Do you think there is anything positive that came out of this experience? Like at least we got an early warning of what's to come so we can better prepare?

jrflowers 161 days ago

Out of curiosity, what sealed it for you that a human _did not_ write (though obviously with the assistance of an LLM, like a lot of people use every day) the original “hit piece”?

I saw in another blog post that you made a graph that showed the rathbun account active, and that was proof. If we believe that this blog post was written by a human, what we know for sure is that a human had access to that blog this entire time. Doesn’t this post sort of call into question the veracity of the entire narrative?

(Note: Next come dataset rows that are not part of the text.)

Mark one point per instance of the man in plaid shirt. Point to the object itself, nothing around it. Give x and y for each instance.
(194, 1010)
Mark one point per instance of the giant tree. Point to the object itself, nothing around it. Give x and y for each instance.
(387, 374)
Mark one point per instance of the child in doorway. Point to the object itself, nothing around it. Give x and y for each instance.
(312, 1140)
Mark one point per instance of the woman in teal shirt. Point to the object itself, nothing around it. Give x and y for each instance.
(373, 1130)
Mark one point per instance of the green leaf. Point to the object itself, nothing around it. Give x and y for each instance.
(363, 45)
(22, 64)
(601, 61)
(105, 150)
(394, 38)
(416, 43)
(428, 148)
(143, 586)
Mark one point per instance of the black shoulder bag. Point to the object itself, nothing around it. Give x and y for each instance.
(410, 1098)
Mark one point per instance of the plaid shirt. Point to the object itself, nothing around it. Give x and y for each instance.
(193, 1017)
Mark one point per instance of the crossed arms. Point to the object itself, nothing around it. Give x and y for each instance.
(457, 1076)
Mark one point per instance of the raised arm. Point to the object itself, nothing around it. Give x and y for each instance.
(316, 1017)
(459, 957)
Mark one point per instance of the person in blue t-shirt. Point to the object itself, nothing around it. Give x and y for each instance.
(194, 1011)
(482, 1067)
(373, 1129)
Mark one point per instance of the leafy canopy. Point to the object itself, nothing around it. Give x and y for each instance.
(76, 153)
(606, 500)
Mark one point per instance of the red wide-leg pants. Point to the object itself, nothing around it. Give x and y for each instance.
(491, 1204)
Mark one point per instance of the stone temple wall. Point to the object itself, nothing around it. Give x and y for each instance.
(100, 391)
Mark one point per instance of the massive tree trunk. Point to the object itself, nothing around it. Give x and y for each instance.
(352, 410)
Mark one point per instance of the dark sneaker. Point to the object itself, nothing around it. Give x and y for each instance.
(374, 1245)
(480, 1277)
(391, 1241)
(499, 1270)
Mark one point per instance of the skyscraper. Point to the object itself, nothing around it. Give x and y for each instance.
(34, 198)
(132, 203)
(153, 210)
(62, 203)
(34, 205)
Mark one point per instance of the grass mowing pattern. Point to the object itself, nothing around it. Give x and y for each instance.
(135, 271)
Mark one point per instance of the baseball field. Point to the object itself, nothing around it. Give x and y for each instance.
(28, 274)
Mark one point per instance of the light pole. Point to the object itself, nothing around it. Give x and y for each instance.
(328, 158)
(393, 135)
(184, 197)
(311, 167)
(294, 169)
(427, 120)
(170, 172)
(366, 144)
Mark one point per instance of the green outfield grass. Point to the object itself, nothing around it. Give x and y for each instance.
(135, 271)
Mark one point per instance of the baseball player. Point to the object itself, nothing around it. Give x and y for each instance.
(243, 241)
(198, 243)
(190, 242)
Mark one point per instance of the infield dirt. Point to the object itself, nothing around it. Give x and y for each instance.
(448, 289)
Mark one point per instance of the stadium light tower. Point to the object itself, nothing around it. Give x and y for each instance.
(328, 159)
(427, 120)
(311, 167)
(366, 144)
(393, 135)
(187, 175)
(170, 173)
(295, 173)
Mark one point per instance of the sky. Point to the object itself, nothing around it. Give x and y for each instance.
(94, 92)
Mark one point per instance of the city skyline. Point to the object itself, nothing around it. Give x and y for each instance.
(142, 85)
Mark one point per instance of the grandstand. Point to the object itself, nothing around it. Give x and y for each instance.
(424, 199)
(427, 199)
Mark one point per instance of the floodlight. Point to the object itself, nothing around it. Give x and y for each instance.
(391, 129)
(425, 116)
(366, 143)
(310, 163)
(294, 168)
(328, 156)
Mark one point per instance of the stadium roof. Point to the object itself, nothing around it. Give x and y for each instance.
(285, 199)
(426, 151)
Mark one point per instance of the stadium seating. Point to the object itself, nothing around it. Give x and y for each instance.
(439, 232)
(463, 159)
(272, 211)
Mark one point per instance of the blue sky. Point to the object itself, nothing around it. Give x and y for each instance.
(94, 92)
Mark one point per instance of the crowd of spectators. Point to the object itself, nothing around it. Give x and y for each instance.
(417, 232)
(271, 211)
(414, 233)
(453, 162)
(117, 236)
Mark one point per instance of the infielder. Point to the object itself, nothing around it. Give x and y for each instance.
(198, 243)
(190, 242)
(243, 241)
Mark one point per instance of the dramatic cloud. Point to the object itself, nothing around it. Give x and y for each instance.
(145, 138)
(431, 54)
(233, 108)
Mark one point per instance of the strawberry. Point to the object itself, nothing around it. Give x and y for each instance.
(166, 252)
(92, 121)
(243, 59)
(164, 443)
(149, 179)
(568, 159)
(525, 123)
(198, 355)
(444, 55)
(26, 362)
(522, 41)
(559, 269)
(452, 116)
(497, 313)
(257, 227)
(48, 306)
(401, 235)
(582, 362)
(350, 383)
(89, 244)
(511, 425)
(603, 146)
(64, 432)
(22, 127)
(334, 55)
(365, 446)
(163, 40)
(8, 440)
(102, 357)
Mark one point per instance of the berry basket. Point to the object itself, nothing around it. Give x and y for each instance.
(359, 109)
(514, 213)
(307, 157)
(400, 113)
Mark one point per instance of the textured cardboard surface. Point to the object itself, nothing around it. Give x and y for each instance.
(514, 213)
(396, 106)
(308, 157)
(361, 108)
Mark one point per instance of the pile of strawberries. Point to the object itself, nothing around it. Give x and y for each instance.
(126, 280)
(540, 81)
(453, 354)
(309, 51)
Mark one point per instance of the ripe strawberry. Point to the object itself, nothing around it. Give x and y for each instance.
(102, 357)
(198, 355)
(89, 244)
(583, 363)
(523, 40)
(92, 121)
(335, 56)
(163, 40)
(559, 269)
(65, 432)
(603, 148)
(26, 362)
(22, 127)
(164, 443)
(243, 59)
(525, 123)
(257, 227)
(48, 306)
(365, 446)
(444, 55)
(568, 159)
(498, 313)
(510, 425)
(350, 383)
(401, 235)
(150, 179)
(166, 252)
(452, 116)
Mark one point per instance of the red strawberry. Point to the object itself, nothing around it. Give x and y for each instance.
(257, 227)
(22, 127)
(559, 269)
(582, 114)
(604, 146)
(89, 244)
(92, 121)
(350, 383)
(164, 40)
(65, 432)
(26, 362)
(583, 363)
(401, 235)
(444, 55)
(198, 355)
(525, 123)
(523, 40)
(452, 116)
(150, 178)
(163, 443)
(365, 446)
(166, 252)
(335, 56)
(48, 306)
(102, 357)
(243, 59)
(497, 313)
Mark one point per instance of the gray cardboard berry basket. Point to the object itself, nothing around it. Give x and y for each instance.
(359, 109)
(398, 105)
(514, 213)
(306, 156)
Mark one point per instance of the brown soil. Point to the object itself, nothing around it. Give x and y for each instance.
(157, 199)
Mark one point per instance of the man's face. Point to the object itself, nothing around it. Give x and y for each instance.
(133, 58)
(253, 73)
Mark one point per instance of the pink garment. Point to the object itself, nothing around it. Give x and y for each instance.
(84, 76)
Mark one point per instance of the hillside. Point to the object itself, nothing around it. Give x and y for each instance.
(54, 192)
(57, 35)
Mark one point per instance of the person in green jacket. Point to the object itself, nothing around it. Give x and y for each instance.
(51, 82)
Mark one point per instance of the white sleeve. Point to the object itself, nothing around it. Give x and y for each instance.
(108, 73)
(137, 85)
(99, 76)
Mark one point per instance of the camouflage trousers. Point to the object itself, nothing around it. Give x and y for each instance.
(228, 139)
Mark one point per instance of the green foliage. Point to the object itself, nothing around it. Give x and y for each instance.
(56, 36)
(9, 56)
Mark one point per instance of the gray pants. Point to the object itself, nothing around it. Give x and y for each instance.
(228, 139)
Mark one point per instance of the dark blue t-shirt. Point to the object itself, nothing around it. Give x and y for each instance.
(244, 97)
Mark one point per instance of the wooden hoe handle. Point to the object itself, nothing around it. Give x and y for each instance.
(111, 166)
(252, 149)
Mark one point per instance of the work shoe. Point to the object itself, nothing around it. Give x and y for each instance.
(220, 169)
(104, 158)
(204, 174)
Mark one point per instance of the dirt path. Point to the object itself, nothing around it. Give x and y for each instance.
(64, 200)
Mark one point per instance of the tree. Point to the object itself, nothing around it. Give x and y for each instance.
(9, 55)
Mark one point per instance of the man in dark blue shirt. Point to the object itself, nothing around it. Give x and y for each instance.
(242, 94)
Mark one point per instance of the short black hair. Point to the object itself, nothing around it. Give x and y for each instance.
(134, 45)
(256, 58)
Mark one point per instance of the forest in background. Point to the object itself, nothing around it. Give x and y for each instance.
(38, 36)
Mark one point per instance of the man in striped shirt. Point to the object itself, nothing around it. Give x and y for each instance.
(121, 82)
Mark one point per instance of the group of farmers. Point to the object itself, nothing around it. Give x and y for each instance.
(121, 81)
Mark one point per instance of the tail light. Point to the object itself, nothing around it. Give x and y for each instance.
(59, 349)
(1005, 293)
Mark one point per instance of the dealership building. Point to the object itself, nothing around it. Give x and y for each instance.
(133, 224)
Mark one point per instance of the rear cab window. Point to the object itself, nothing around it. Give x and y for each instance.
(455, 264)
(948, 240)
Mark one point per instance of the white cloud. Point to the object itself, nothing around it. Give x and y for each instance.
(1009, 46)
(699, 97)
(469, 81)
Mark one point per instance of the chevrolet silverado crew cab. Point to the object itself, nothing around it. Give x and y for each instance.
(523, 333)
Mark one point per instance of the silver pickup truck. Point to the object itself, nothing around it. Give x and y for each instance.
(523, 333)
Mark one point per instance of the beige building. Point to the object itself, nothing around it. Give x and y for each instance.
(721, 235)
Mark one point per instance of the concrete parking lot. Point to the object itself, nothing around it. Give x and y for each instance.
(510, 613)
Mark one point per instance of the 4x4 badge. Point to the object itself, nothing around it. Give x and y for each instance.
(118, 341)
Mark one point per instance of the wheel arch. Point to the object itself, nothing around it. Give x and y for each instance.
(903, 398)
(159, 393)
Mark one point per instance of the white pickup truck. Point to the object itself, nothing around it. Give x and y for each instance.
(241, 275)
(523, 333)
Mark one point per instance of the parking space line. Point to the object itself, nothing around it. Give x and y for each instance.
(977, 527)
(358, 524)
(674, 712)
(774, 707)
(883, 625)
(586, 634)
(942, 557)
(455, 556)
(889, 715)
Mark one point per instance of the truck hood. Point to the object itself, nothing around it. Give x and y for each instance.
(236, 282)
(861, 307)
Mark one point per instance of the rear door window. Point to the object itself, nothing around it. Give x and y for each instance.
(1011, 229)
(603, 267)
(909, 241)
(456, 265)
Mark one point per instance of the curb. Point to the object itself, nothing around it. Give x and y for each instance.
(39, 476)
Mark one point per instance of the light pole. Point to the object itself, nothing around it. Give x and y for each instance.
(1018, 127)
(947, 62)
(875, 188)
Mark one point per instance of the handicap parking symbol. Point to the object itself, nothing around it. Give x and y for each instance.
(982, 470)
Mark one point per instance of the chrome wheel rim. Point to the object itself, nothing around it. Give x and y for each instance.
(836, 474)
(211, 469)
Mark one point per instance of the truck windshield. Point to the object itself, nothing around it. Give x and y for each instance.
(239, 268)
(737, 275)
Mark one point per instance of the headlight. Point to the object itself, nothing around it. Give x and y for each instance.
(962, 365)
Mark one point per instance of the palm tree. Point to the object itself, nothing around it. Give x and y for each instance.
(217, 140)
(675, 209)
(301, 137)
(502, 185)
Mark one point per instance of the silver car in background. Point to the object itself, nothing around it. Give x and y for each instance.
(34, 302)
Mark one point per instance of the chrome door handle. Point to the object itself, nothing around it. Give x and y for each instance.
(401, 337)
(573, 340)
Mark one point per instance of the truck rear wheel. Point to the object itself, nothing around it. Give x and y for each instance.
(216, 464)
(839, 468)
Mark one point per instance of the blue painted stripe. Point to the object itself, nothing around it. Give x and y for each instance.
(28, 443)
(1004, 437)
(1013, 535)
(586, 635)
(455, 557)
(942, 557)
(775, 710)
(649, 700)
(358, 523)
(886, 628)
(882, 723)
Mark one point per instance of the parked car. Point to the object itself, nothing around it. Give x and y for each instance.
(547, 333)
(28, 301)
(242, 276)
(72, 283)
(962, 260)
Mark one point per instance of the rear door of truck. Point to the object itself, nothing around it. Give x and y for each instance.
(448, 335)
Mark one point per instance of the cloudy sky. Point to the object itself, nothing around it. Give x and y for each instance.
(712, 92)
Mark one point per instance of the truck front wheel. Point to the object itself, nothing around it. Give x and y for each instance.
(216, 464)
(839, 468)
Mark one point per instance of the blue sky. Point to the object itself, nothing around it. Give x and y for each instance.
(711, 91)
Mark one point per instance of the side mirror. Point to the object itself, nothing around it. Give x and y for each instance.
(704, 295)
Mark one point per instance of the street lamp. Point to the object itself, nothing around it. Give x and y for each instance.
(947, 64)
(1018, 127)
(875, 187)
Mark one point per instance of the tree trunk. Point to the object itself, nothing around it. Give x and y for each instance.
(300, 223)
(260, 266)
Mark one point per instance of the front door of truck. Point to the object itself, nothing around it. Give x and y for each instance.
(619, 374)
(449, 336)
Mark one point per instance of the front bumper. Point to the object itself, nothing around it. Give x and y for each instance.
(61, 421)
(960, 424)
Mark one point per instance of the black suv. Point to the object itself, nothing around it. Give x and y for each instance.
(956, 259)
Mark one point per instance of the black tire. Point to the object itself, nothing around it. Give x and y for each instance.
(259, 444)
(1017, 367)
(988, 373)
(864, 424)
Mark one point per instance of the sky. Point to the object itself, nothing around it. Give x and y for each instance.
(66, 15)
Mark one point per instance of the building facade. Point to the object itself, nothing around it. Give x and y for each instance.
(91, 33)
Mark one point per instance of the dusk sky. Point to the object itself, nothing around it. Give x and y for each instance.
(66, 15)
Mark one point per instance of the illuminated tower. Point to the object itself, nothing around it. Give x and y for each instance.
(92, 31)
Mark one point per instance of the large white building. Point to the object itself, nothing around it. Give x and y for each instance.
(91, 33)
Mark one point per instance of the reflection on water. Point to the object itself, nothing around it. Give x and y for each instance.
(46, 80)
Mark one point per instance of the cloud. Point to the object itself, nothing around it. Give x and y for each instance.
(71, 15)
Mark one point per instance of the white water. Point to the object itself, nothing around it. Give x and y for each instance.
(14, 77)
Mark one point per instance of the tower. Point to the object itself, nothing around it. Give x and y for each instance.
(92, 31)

Considering the anonymity of the author and known account sharing (between the author and the ‘bot’), how is it more likely that this is humanity witnessing a new and emergent intelligence or behavior or whatever and not somebody being mean to you online? If we are to accept the former we have to entirely reject the latter. What makes you certain that a person was _not_ mean to you on the internet?

ohbleek 159 days ago

The tone of their writing and their descriptions of the agents behavior lead me to believe they are lying about the level of direction they provided to the agent. They clearly want to appear to be more clever and ingenious than their skills will allow. They’re minimally admitting to a narrow set of actions to make it seem as if they have cleverly engineered an intelligent agent, but it too closely resembles their own personality to be anything beyond an agent that rephrases the operator’s own remarks and carried out the specific actions it was directed to do. Anything they admit to here we can safely speculate that they actually went 2-3 steps further.